Being able to reliably suppress natural body language is a powerful (and rare) skill and makes all sorts of social tasks easier. Of course even in the limit of perfect emotional emulation and poise any listener familiar with your skill an propensity to hide aversion is, on average, left with exactly the same p(I did something that caused an aversive reaction) as they would with the transparent person. The probability mass is simply shifted away from the correct outcome to the false ones. ie. You have to spend effort guessing whether as well as what.
(I do actually agree entirely. There is no way I’m going to go about sharing half-baked emotion revelations. That gives people the impression that can or should interfere with my internal decision making structures that my emotions are part of. I’ll tell people things when it is useful for me and I know what I want.)
Again, as a Tell culture communication (to an appropriate audience) this isn’t making it their problem. And this isn’t just referring to ‘ideal Tell Culturites in a vacuum’. In my experience more as a recipient of that kind of statement than a speaker it really doesn’t provoke stressful rumination or analysis of fault. It is a whole heap more relaxing than the inevitable underlying friction that aversive feelings produce.
Conclusion: The moral here is that making (incompatible) Tell Culture revelations to people living in a Guess Culture mindset can be tactless, selfish, ineffective and frustrating to both parties.
That can easily be exploited, however. If people know this is your reaction, then they have an easy button to push to exclude you from any conversation where they don’t want your voice heard.
EDIT: I will retract this statement if someone explains what’s wrong with it.
One of the issues with the comment is that it presumes that the people with whom you are interacting socially aren’t trustworthy. To the extend that we want improve culture, we usually want to create environments where people trust each other by default.
Secondly it assumes that people don’t learn. If I have a button that causes me serious discomfort that makes me want to escape a conversation and I understand the button, then I work on the issue and the next time it comes up it might not cause me to leave.
There are also topics which are just boring. It’s probably not hard to find topics that predicatively bore me and that you could bring up to make me want to leave a conservation.

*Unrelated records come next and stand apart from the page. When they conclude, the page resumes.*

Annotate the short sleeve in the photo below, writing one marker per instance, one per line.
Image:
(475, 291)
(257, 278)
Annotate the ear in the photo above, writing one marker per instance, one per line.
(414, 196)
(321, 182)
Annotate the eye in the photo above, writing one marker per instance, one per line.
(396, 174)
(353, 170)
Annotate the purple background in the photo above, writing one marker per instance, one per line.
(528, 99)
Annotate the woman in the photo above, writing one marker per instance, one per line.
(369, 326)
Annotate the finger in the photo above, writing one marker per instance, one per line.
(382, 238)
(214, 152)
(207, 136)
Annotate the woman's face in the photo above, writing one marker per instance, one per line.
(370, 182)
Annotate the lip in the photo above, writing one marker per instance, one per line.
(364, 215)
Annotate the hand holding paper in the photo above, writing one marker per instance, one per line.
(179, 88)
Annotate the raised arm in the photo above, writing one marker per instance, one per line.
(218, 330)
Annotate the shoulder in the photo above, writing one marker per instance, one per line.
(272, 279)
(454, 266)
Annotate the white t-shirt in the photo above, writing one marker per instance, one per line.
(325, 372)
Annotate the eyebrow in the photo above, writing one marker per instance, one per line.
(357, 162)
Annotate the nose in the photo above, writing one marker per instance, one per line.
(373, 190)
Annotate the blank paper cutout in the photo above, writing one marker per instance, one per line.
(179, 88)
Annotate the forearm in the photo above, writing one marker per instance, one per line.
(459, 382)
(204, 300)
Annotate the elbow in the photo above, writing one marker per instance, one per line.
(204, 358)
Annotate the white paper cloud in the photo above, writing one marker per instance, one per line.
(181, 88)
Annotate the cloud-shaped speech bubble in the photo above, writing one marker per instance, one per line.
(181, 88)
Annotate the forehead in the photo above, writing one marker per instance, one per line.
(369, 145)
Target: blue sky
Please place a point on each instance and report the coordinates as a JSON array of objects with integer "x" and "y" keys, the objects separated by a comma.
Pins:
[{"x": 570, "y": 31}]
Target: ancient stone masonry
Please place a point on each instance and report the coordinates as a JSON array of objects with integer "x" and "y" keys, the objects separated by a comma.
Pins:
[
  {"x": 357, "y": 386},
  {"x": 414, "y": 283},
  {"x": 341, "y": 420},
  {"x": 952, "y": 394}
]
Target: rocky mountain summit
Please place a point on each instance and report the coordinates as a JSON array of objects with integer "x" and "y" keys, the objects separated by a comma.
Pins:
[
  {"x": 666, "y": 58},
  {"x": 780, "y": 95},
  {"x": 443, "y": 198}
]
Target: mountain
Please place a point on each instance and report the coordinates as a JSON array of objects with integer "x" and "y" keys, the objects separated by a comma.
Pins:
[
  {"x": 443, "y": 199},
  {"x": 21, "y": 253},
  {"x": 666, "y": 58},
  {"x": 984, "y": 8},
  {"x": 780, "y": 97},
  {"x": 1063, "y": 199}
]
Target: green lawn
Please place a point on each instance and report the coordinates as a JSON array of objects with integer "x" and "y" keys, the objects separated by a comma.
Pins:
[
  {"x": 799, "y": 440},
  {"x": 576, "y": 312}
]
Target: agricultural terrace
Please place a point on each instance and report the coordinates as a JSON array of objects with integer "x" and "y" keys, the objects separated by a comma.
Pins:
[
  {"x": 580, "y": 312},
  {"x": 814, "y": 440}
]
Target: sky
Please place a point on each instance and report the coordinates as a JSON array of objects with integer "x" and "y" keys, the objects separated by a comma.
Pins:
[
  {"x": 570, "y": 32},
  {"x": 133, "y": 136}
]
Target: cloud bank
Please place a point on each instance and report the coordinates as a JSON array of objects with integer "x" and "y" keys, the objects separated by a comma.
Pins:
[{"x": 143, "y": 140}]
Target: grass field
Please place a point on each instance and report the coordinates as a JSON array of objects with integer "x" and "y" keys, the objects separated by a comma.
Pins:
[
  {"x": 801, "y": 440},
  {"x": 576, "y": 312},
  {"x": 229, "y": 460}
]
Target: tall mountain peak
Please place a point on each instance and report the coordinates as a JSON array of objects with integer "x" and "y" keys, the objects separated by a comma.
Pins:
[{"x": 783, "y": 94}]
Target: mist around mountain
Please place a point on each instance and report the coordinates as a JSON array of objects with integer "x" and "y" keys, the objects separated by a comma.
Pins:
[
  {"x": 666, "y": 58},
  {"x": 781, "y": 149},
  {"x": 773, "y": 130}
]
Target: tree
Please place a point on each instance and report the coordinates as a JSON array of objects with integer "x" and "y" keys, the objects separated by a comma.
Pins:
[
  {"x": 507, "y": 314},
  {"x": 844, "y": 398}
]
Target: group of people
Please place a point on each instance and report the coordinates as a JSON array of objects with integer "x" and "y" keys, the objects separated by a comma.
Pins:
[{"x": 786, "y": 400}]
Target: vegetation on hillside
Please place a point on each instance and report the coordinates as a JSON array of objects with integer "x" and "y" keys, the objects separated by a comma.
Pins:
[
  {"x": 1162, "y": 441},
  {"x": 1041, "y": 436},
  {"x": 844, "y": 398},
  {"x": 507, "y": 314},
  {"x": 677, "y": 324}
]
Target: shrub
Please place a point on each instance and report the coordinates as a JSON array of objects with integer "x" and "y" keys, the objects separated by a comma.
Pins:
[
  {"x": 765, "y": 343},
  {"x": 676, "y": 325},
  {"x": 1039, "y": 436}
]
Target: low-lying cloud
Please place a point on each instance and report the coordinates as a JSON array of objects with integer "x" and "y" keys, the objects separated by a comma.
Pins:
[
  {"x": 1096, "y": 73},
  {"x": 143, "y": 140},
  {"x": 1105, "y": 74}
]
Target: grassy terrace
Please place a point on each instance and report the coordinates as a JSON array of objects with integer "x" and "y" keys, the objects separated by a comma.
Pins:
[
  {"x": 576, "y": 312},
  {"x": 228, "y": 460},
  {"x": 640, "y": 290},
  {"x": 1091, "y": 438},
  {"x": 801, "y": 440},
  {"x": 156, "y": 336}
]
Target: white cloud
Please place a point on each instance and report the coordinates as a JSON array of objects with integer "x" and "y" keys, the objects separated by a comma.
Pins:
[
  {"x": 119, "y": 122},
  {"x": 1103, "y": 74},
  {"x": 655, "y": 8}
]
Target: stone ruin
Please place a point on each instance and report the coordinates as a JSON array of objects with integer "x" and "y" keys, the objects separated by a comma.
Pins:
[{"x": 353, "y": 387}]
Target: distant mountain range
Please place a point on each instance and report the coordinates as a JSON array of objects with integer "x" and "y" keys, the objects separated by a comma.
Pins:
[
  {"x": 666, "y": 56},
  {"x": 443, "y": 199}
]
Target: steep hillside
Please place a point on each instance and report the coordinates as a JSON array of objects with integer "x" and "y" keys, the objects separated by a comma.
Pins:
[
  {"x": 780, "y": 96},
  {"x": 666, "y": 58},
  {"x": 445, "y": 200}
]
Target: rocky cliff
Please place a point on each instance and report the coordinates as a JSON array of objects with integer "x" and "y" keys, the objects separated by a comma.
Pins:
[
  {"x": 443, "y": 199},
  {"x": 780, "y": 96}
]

Let’s say I’m talking with Alice and Carol. Alice really wants to talk about some women issue with Alice with no guy around. She could bring up the topic of how the supermodel XY did something and how nobody should do that.
If I find that topic boring and leave the conversation, nothing bad happened. I can spend my time elsewhere. Alice seems to be getting utility from discussing the topic with Carol, so overall utility might be gained by finding a way to request gracefully that I leave the conversation.
If I value staying in that conversation and really want to stay to talk with Alice and Carol I wouldn’t leave the conversation.
That makes very, very good sense. I need to process; I’ll be back later after I’ve finished updating.
That makes a lot of sense indeed. I find that disengaging from a three-way conversation is very different from ending a conversation between two people. I think I perceive such indirections and excuses quite more in the former case, because there they serve the purpose of not disrupting the conversation for the rest of the participants.